Sustainable Path

tabea zimmermann

Photo courtesy of Maria Rose.

Tabea Zimmermann ’15 becomes 2013-15 EPA-GRO fellow

by Tony Moore

Each year, the Environmental Protection Agency grants only about 40 Greater Research Opportunities (EPA-GRO) fellowships to undergraduate students across the country. This year, Tabea Zimmermann '15, an environmental science major, was one of those students, and the path she's taken toward this moment makes perfect sense.

"The environmental and social ethic I gained in my upbringing overseas and my strong Dickinson education have been the keys to where and who I am today," Zimmermann says, noting that she lived in Mozambique and Nicaragua until she was 10 years old.

The EPA-GRO fellowship provides winners—each deemed "future environmental leaders"—with up to a total of $50,000 each over the course of a two-year period and a paid summer internship at an EPA facility between their junior and senior years.

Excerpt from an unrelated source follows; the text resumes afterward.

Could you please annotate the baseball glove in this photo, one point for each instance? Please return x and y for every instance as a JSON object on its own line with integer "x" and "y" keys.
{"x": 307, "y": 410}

"This internship will be a wonderful opportunity for me to work with scientists on pressing environmental issues, including water-quality research and water-resource management," Zimmermann says. "I know I will be challenged and pushed, and I look forward to learning and contributing to the research."

Zimmermann awaits her EPA assignment for summer 2014, but until then she'll continue pursuing her passions—this fall at the Marine Biological Laboratory in Woods Hole, Mass., and through a study-abroad trip to Cameroon next spring, where she hopes to work on water-resource management projects.

"As the world becomes ever more connected, humans around the planet face similar environmental and social struggles," she says. "I believe it's possible to share the strategies and ingenuity being harnessed in communities to help one another address these complex challenges, and it would be a privilege to help facilitate these connections."